In most video games, support heroes - the ones that keep the others alive to do the actual fighting - are usually side characters that are usually ignored. Team Fortress 2 is one of the few games where the support characters are a treat to play.
Fable Legends features four heroes versus one villain. The heroes have to face waves of enemies and traps set by the villain. All the main characters are playable through online multiplayer, but you can also play alone with AI partners.
In our preview session we were thrown into the role of Celeste, one of the support classes in Fable Legends, along with two other human players and a third person playing the role of the villain.
Our mission took place in a forest, where we found ourselves pitted against hordes of wood nymphs and tree monsters with nasty close range attacks. We ended up hanging back while the other heroes dealt damage up close. But that didn't mean we remained idle.
Celeste can knock down enemies from afar thanks to some interesting magical tricks. A tap of the right trigger results in a long-range attack that gets more powerful the longer you hold down the trigger, giving another dimension to a character class that's usually known for dealing weak to almost no damage.
Another offensive move knocks down opponents, and is useful if you find yourself cornered by a slew of monsters (like we did on occasion). At the same time, Celeste does have other hallmarks of a support character we used a lot too.

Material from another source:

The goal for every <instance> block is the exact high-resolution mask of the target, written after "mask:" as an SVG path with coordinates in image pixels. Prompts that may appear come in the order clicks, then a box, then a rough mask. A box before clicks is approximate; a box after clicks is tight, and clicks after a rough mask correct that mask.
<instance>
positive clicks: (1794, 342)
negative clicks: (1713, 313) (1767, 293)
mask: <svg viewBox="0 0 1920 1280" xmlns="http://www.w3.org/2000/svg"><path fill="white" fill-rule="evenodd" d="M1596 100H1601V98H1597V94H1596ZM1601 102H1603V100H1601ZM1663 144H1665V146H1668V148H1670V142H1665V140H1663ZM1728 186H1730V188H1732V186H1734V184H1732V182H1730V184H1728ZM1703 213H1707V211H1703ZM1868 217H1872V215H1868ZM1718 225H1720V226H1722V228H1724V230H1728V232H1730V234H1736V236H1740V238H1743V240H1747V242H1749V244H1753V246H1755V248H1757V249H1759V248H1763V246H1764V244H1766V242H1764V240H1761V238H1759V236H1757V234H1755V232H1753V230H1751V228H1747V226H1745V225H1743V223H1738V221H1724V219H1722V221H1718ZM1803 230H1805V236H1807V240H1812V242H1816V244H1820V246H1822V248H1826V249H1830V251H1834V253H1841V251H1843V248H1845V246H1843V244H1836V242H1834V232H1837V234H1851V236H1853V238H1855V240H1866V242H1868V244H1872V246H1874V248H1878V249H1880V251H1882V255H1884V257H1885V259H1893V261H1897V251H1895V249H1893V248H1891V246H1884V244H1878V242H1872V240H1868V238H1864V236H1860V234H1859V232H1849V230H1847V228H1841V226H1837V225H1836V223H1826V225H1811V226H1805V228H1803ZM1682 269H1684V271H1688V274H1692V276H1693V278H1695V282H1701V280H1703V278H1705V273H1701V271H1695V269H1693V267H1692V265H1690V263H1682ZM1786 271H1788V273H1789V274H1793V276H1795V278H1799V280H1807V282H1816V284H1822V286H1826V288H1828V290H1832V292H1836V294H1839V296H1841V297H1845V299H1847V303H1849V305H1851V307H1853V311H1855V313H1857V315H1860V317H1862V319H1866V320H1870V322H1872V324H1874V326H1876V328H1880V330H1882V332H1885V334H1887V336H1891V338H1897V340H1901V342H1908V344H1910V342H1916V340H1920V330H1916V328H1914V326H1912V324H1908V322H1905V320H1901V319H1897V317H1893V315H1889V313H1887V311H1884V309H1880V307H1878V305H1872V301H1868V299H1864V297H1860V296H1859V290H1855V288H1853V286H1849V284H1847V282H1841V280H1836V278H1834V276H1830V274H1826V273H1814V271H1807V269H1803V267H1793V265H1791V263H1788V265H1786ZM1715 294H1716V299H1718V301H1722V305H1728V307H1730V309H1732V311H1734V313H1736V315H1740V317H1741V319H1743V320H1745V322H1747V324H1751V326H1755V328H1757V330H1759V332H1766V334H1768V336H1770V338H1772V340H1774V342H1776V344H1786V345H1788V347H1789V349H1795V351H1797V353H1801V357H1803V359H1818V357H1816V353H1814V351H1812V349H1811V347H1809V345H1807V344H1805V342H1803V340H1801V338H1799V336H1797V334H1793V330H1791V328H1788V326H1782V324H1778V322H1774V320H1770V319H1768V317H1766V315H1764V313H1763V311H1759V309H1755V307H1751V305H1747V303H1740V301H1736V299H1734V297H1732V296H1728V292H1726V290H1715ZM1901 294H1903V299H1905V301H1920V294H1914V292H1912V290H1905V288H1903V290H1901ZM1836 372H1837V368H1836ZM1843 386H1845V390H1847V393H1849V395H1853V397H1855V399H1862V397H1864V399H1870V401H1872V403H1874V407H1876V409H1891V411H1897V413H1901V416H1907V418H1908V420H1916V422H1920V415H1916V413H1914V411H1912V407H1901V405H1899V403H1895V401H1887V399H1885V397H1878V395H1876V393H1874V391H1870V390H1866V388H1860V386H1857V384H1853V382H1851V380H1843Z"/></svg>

The most obvious one is healing your allies. Unlike casting a spell on them or simply firing a gun at them as was the case with Team Fortress 2, in Fable Legends, you drop healing orbs that the other heroes have to touch to regain health. It's a slightly difficult way of approaching the problem of healing, as it means those in need of health have to trek back to wherever it drops. However, given the scale of most maps, it shouldn't be a problem.
But the most interesting spell in Celeste's arsenal is the veil. With a click of a button you'll summon a wall. Any hero that walks through it is rendered invisible for a short duration. In our playthrough we realised that Fable Legends changes what could have been a gimmicky feature, into something that actually turn the tide in tight encounters.
It allowed allies to rain deathblows on foes in quick succession, making us actually feel that we played a part in the proceedings rather than just "support".
This aside, the game controls well. Every move from dodging enemy attacks with the tap of a bumper to figuring out where to go next are intuitively thought of and implemented. You'll be hard pressed to find a problem with navigating or controlling a character in Fable Legends.
And it looks good too. Powered by Unreal Engine 4, Fable Legends is a treat for the eyes. While Fable Legends might not be a "proper" Fable game replete with a long single-player campaign, it maintains the series' affinity for whimsy and humour, with item descriptions peppered in dry wit, and character dialogue that elicits a chuckle.
Needless to say, we're keen to check out Fable Legends when it's out, and more so as a support class hero. Developer Lionhead maintains that the game will be free, players can buy the characters they like for permanent access. Those who do not, can still play the game, but as different characters, waiting till the ones they like come back into rotation (without having to unlock all the skills you have learned all over again). It's an interesting take in a series with the capacity to surprise. With the last entry being the forgettable Kinect-only Fable: The Journey, we're hoping Fable Legends is a surprise of the pleasant variety.